Opportunity to end US lethal injections


on 15 November 2007

“Excessive bail shall not be required, nor excessive fines imposed, nor cruel and unusual punishments inflicted”: the Eighth Amendment to the US Constitution has been crucial in securing the current de facto moratorium on executions in the country.
On October 30, the Supreme Court stayed the execution of Earl W. Berry just before he was scheduled to receive a lethal injection in Mississippi. This is an indication that it will block all executions until it has examined the questions raised by two other death row inmates, Ralph Baze and Thomas C. Bowling, about the consitutionality of the lethal injection method – the only mandatory one in the US.
The lawyers for the two Kentucky men argue that “the chemicals or procedures used in lethal injections constitute cruel and unusual punishment in violation of the Eighth Amendment to the United States Constitution“.
Although they are not challenging the legitimacy of capital punishment itself, they have given American abolitionists a new opening to bring the death penalty under scrutiny.
Vendla Meyer, a member of Amnesty International and ECPM, said: “The hearings at the US Supreme Court in January will bring to public notice exactly what happens during a lethal injection. There will presumably be doctors, scientific experts, prison officials, witnesses from up and down the country. The slapdash methods presently applied in different states, the secretive protocols ineptly carried out will come to light.
Even if the case does not lead the Supreme Court to ban lethal injections, it is an opportunity to expose the gruesome reality of capital punishment. This is crucial in the US where, according to Vendla Meyer, people support the death penalty “because they view it as an abstract issue“.
Jonathan Groner, a surgeon at Nationwide Children’s Hospital in Colombus, Ohio and anti-lethal injection campaigner, also hopes that “people will realise that during this de facto moratorium, the crime rate does not rise“.

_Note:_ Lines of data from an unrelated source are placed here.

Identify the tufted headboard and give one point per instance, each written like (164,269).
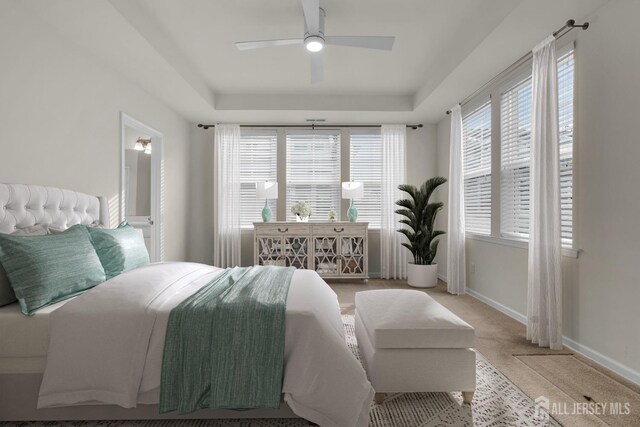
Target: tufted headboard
(23,206)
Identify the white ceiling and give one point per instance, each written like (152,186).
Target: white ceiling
(444,50)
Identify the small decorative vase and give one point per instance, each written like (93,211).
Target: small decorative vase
(266,212)
(352,213)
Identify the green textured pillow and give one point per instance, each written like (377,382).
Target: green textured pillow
(121,249)
(47,269)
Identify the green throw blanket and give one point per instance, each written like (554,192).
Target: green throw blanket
(224,345)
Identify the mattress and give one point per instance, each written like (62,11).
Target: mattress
(24,340)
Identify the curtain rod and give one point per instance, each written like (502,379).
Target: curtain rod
(311,126)
(568,26)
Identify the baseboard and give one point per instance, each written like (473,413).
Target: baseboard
(599,358)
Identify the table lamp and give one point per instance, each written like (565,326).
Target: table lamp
(266,190)
(352,190)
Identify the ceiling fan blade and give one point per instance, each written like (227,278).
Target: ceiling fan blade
(369,42)
(267,43)
(311,10)
(317,68)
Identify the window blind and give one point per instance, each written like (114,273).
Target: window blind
(515,141)
(516,113)
(313,172)
(258,162)
(366,167)
(565,121)
(476,149)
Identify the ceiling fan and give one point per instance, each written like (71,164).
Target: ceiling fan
(314,39)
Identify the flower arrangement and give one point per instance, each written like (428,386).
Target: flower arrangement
(302,209)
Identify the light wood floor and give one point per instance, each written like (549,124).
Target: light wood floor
(561,376)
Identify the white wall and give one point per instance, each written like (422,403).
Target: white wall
(601,289)
(59,110)
(421,165)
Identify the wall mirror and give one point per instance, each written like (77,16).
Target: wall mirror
(141,181)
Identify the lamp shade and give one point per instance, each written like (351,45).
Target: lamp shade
(352,190)
(267,190)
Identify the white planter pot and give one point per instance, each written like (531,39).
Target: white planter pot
(422,276)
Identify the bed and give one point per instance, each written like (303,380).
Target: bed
(314,341)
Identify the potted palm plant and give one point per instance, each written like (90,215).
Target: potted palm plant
(419,218)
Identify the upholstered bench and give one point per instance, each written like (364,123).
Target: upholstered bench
(410,343)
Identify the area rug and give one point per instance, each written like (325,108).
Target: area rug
(583,383)
(497,402)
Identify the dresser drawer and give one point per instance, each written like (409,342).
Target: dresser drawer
(283,229)
(339,229)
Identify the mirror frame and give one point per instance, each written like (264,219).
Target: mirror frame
(157,182)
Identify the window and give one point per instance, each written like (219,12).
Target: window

Medics should “stay away” from execution rooms
As a physician, he thinks that medics could do a lot to help bring about the end of lethal injections.
A doctor’s presence is always required to perform an execution, if anything else to pronounce the person dead. “There is no need to protest, if we just stayed away, there would be no executions in the US“, Jonathan Groner said.
Physicians, who take a personal oath to heal and not to kill when they enter the profession, are also requested by their professional organisations to refuse participation in executions. The International Council of Nurses even urges its members to “lobby for the abolition of the death penalty“.
However, Jonathan Groner has noticed that most American medics are not aware of those guidelines. “There is a need for a wide campaign to publicise them, and for peer pressure to make sure that no doctors, no nurses take part in executions“, he said.
He cited the case of a surgeon in Missouri who assisted in many executions and whose name was made public. “They could not find anyone to replace him“, he said. In California, professionnal organisations have publicly called on their members to stay away from execution rooms.
Jonathan Groner also criticised the participation of doctors in the elaboration of so-called “humane” execution protocols. “If you go back in history, the Nazis got doctors involved to execute physically and mentally disabled citizens, the guillotine was developed to kill people more “humanely”… But those methods were used inhumanely: they were an excuse for the execution of people who should not have been executed.